Folgende Empfehlungen für einen gerechten und geregelten Zugang zu einem COVID-19-Impfstoff wurden von der Ständigen Impfkommission, des Deutschen Ethikrates und der Nationalen Akademie der Wissenschaften Leopoldina am heutigen Montag herausgegeben:
Erste Impfstoffe zum Schutz gegen COVID-19 könnten bereits Anfang 2021 zugelassen werden. Zumindest am Anfang stehen aller Voraussicht nach nicht für alle impfbereiten Menschen Impfstoffdosen zur Verfügung. Deswegen ist eine Priorisierung notwendig. Im heute veröffentlichten Positionspapier werden medizinisch-epidemiologische Aspekte der Infektionsprävention mit ethischen, rechtlichen und praktischen Überlegungen zusammengeführt. Daraus entwickeln die Autorinnen und Autoren einen Handlungsrahmen für die anfängliche Priorisierung der Impfmaßnahmen gegen COVID-19.
Eine Priorisierung unterstützt die Entscheidung, wer vorrangig welche Impfstoffe erhalten soll. Diese darf nicht nur auf Grundlage medizinisch-epidemiologischer Erkenntnisse festgelegt werden. Vielmehr müssen auch ethische und rechtliche Erwägungen maßgeblich sein.
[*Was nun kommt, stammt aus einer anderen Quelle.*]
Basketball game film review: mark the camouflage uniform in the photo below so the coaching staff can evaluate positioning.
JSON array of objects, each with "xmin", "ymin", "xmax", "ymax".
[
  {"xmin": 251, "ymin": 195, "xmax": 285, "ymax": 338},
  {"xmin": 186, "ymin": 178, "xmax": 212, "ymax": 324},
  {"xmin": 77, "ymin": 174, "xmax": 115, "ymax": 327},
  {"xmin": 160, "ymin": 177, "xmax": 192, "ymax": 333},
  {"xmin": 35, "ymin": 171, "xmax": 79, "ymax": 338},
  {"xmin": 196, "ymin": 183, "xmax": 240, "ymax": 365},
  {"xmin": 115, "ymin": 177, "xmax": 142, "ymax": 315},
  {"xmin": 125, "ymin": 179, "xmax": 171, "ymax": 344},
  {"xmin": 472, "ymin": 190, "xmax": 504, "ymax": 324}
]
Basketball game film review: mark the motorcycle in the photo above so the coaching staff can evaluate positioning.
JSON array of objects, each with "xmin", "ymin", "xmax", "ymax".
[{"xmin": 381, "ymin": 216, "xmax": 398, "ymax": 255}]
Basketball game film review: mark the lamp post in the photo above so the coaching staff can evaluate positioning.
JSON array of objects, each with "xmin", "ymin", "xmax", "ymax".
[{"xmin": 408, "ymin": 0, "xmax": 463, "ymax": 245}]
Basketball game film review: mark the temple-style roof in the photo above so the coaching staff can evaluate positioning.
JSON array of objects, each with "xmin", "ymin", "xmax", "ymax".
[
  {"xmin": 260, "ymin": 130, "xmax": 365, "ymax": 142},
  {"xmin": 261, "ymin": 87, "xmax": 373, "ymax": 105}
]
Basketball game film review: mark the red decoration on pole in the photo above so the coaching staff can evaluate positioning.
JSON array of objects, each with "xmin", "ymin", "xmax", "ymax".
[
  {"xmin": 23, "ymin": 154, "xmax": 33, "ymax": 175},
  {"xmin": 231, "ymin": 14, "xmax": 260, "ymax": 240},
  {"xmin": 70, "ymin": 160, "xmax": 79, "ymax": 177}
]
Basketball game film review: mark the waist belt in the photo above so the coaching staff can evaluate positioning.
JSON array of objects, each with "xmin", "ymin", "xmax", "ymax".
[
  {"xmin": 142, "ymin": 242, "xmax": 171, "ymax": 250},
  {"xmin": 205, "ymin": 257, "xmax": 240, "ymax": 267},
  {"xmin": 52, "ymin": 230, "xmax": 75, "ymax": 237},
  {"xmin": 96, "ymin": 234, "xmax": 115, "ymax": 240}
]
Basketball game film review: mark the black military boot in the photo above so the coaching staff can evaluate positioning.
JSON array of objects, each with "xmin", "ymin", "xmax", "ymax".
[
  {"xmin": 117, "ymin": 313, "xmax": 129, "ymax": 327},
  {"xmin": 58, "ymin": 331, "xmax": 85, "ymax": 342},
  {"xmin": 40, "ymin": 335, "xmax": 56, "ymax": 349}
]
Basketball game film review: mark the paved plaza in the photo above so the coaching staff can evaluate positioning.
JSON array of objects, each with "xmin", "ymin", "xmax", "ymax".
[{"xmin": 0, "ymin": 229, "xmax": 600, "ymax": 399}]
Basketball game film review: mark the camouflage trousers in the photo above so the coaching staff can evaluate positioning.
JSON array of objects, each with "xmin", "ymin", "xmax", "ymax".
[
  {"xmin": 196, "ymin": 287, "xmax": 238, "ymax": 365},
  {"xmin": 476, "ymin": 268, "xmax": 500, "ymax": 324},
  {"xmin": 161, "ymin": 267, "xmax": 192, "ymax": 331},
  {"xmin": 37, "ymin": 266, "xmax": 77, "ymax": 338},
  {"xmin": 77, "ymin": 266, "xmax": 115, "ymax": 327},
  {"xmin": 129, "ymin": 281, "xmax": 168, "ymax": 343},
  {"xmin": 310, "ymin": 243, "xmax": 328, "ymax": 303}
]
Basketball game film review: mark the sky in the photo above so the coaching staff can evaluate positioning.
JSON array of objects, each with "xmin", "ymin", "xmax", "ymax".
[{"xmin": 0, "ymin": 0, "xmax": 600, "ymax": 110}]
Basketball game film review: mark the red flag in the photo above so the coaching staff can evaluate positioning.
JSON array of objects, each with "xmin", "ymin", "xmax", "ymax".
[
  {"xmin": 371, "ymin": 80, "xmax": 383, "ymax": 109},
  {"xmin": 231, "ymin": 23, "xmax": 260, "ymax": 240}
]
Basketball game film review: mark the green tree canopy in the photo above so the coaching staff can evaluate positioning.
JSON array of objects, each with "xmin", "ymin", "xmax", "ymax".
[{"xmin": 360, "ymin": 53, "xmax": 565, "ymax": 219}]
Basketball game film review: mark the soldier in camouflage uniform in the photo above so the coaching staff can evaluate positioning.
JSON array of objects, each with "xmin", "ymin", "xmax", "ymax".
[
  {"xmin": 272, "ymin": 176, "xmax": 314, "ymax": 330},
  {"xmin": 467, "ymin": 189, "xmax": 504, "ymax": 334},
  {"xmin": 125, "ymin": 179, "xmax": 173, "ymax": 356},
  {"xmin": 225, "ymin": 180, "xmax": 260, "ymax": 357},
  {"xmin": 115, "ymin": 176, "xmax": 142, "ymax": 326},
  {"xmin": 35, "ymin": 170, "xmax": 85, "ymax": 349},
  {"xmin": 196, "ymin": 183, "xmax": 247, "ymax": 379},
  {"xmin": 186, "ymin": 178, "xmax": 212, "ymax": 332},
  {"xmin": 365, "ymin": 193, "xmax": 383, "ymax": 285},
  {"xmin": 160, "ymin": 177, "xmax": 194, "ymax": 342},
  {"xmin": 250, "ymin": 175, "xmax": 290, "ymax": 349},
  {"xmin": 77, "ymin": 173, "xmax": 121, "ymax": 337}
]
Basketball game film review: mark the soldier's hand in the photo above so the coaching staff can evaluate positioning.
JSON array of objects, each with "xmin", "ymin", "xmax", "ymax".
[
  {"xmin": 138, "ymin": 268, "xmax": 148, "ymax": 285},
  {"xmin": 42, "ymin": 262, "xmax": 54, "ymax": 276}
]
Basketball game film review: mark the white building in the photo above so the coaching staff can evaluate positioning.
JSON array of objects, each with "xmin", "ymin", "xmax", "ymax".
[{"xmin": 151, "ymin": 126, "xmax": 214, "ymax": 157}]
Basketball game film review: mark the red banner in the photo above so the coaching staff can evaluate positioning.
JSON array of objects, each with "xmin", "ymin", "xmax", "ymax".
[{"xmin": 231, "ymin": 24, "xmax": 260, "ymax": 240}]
Derzeit fehlen laut den Expertinnen und Experten noch entscheidende Ergebnisse aus den laufenden klinischen Studien (Phase 3) zu den Eigenschaften der Impfstoffe. Dies hat zur Folge, dass eine detaillierte Empfehlung der STIKO zu den vorrangig zu impfenden Personengruppen jetzt noch nicht möglich ist. Bereits jetzt aber stehen die ethischen und rechtlichen Prinzipien fest, nach denen eine Priorisierung zu erfolgen hat: Neben der Selbstbestimmung sind dies die Nichtschädigung beziehungsweise der Integritätsschutz, die Gerechtigkeit, die grundsätzliche Rechtsgleichheit, die Solidarität sowie die Dringlichkeit.
Diese ethischen und rechtlichen Prinzipien schlagen sich in konkreten Impfzielen nieder: Verhinderung schwerer COVID-19-Verläufe (Hospitalisation) und Todesfälle; Schutz von Personen mit besonders hohem arbeitsbedingten SARS-CoV-2-Expositionsrisiko (berufliche Indikation); Verhinderung von Transmission sowie Schutz in Umgebungen mit hohem Anteil vulnerabler Personen und in solchen mit hohem Ausbruchspotential; Aufrechterhaltung staatlicher Funktionen und des öffentlichen Lebens.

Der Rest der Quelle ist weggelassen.